31 Desember 2021, Pagi itu ketika cahaya matahari masih samar-samar keluar dari pangkuan semesta, saya bertolak dengan kapal dari ibu kota propinsi Nusa tenggara timur menuju salah satu kabupaten di selatan Indonesia. Ya, Kabupaten Rote Ndao.  Kabupaten yang menadapat julukan negeri seribu lontar ini menjadi tujuan saya untuk menghabiskan masa liburan.

Kurang lebih empat jam perjalanan laut saya akhirnya tiba di pulau Rote, setelah itu dengan melanjutkan perjalanan darat yang memakan kurang lebih dua jam saya akhirnya tiba di tempat tujuan saya di Dengka Kecamatan Rote Barat Laut. 

Saya memang mejadwalkan diri untuk bertemu dengan tokoh adat di sana guna mencari dan mengetahui hakekat hidup suku Rote. Dengka menjadi pilihan yang tepat menurut saya karena dari segi historis masyarakat dan suku Rote kebanyakan mereka masih tetap setia memegang ajaran nenek moyang secara turun temurun selain itu juga banyak penyair yang masih ada hingga saat ini salah satu adalah ajaran tentang syair adat dalam petikan sasando/sasandu.

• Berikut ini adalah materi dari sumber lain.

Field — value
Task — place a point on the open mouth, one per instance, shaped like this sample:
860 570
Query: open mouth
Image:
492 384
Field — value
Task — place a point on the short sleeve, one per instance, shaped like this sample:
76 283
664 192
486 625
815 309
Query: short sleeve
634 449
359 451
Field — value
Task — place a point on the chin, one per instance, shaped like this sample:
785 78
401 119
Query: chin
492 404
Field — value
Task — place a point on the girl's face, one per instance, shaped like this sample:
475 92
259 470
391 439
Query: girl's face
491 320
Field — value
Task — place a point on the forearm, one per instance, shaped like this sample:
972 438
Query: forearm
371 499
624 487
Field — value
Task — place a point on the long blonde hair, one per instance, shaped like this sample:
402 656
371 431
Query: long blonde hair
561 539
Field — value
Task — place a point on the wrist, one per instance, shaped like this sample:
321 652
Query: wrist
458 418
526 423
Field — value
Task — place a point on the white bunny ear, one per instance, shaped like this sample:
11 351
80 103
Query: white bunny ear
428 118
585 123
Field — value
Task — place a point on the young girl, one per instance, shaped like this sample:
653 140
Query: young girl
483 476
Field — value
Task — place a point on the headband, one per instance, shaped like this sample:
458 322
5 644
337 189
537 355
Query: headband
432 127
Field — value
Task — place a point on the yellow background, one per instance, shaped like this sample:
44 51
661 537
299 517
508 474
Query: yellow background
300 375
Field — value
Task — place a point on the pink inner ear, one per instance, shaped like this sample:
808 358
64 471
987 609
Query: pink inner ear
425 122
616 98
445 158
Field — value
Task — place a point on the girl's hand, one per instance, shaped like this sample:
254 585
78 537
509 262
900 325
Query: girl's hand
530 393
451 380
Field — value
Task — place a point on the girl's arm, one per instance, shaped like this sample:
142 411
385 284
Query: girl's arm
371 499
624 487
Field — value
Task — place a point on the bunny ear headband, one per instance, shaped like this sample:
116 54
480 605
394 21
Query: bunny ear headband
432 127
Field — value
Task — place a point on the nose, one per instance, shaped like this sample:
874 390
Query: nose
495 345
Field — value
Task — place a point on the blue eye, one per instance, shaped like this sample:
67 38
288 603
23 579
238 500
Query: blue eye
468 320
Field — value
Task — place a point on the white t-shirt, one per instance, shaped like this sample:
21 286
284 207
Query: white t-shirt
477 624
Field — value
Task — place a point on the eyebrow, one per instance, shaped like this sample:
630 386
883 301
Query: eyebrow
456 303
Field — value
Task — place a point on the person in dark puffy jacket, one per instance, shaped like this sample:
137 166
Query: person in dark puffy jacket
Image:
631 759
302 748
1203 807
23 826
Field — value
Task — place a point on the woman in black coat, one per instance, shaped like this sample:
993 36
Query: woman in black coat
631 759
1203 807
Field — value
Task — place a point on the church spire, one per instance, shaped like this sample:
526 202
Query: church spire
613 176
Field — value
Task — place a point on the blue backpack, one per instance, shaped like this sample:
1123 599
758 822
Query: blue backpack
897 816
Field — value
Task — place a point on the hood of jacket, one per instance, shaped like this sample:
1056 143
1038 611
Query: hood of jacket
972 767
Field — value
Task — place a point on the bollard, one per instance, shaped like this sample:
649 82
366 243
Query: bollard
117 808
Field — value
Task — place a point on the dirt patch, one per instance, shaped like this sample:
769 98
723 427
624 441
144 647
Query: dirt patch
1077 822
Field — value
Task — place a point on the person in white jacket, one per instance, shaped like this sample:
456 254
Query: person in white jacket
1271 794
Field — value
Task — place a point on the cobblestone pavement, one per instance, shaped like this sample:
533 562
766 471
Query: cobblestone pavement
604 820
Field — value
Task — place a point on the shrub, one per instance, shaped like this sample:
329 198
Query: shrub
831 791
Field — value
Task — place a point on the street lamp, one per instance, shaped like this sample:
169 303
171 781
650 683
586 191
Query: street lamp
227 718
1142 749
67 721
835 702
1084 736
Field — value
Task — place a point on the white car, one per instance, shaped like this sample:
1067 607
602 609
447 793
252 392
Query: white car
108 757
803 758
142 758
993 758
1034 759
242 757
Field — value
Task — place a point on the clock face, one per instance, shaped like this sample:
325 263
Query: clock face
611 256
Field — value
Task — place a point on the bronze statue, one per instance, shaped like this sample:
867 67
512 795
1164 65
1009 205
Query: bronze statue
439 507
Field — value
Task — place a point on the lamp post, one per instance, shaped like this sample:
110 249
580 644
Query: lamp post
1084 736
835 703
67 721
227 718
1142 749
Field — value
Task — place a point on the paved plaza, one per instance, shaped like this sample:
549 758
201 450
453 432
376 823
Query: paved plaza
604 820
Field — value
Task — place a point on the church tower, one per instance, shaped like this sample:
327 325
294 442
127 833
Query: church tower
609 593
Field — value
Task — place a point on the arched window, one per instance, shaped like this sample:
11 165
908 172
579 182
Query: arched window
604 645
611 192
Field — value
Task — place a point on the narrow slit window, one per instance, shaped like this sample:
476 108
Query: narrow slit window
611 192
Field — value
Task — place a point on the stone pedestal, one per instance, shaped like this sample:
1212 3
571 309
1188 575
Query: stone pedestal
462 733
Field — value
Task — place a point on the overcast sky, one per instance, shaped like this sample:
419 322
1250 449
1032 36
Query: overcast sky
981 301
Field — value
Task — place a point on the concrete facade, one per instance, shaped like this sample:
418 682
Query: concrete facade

Dalam catatan sejarah sasando dibuat dari daun lontar yang utuh berbentuk setengah bola, di dalamnya di pasang  tabung bambu yang direntangi beberapa senar,   (Fox 1996) ada sasando yang berjumlah duapuluh sampai duapuluh depalan senar bahkan ada yang sampai dengan delapan puluh empat senar, tergantung dari jenis sasando yang ingin dibentuk oleh pengrajin, sasando juga sudah banyak mengalami perkembangan dan modifikasi menjadi sasando modern/electric.

Dibawah naungan Pohon lontar, angin berhembus melambat mayang-mayang lontar bergerak kesana kemari searah dengan daunnya saat itu saya bertemu seorang tokoh adat setempat, terlihat ada kebingungan terpancar di wajahnya mungkin karena kedatang saya yang tiba-tiba, tapi entah lah.  Setelah beberapa detik menatap dengan seksama tokoh adat itu mempersilahkan saya untuk duduk di sebuah dedegu (semacam tempat duduk panjang yang dibentuk melingkari pohon) yang terpasang di depan halaman rumahnya.

Setelah berdiskusi selama sejam lamanya dia kaget ketika saya memberikan sebuah tanggkapan layar tentang pemerintah Sri Langka yang ingin medaftrakan alat musik sasando ini menjadi Hak kekayaan Intelektual dari negara mereka. Menatap layar itu ia kaget bukan main mukanya mengkerut, hembusan napasnya tidak stabil.  usianya sudah tidak mudah lagi sehingga kerutan sangat nampak ketika Ia marah ataupun sedang kesal. 

Itu tergambar jelas di wajah Opa Azar, ya Orang-orang Dengka menyebutnya dengan sebutan Opa Azar. (seorang tokoh yang pernah saya temui tahun 2012 ketika sedang itu ia berjalan dengan sambil memainkan sasando di depan penginapan saya. Baca di sini)

Saat Ia mengangkat kepalanya dan sedikit memusatkan pandangannya pada saya kemudian berkata;

 "Hidup dan mati, kami abdikan bagi nusa ini. Kami hidup dari nenek moyang kami yang bernaung di bawah pohon lontar. 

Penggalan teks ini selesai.